Abstract
Integration of renewable sources into energy grids has reduced carbon emission, but their intermittent nature is of major concern to the utilities. In order to provide an uninterrupted energy supply, a prior idea about the total possible electricity consumption of the consumers is a necessity. In this paper, we have introduced a deep learning based load forecasting model designed using dilated causal convolutional layers. The model can efficiently capture trends and multi-seasonality from historic load data. Proposed model gives encouraging results when tested on synthetic and real life time series datasets.
You have full access to this open access chapter, Download conference paper PDF
Similar content being viewed by others
Keywords
- Load forecasting
- Smart grids
- Deep learning
- Dilated causal convolutional network
- Renewable energy resource
1 Introduction
Load forecasting problem, commonly occurring in the context of smart grid systems deals with prediction of future energy demands of consumers based on their previous load consumption. There has been an extensive research in load forecasting problems, however prediction of future loads with high accuracy remains an open problem till date.

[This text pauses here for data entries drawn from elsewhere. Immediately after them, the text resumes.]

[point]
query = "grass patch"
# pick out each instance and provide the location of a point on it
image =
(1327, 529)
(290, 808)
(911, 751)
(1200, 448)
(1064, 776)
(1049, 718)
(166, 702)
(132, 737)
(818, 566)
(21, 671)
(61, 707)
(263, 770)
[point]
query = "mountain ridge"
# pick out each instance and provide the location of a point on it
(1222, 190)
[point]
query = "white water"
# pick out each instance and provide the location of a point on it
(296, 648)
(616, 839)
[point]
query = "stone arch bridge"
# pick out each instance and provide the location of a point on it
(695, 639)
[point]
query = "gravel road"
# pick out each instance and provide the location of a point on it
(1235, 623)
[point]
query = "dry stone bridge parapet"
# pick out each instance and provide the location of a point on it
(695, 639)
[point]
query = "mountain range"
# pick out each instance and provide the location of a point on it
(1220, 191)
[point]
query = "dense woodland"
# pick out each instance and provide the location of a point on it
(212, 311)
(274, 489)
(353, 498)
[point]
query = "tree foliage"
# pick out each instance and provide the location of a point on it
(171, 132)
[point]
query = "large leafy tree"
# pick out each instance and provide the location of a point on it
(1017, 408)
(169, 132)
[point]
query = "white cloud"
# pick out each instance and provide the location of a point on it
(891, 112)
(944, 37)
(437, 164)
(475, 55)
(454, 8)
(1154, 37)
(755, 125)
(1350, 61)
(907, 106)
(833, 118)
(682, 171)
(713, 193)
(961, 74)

With the advancement of deep learning models, the complex patterns in sequential input data like in time series, can now be better identified over conventional machine learning models. Recently, deep neural network (DNN) based models have proved to be useful in load forecasting problems. In [14], authors use a DNN based model for load forecasting that was trained in two different ways - using a pre-trained restricted Boltzmann machine (RBM) and using the rectified linear unit (ReLu) without pre-training. To better capture the temporal dependencies from historical load data, some state-of-the-art deep learning models have been proposed - recurrent neural networks (RNN) [5, 15, 16], long short term memory (LSTM) [9, 10, 13] and convolutional neural networks (CNN) [2, 3]. In [10] LSTM based predictive models have been used for individual house level forecasts and aggregate level forecasts. Authors show that as the level of aggregation decreases, the accuracy drops but do not state a reason for the same. However later in [9], authors say that accuracy at individual house level can be improved if appliance readings of the house are included in training data. Rahman et al. in [13] has shown that in addition to short term dependencies, LSTM models can capture long term dependencies by obtaining long-term hour ahead forecasts in case of energy buildings. However the RNN and LSTM based models have long training time and suffers from overfitting due to vanishing gradient problem. The advantage of CNN over other two popular DNN based models is that CNN can be trained efficiently on a smaller training dataset without compromising the performance and the over fitting issue. Though the sliding filters in CNN helps to identify the patterns from historic load data for future load prediction, to access a broader range of history to capture the trend and seasonality, Borovykh et al. in [3] used dilated convolutional neural network (DCNN) for the first time in load forecasting problem. Inspired by Wavenet architecture [11], the DCNN based model in [3] called Augmented Wavenet, has a deep stack of dilated convolution layers which comprehends from a wide range of historic data when forecasting the future values.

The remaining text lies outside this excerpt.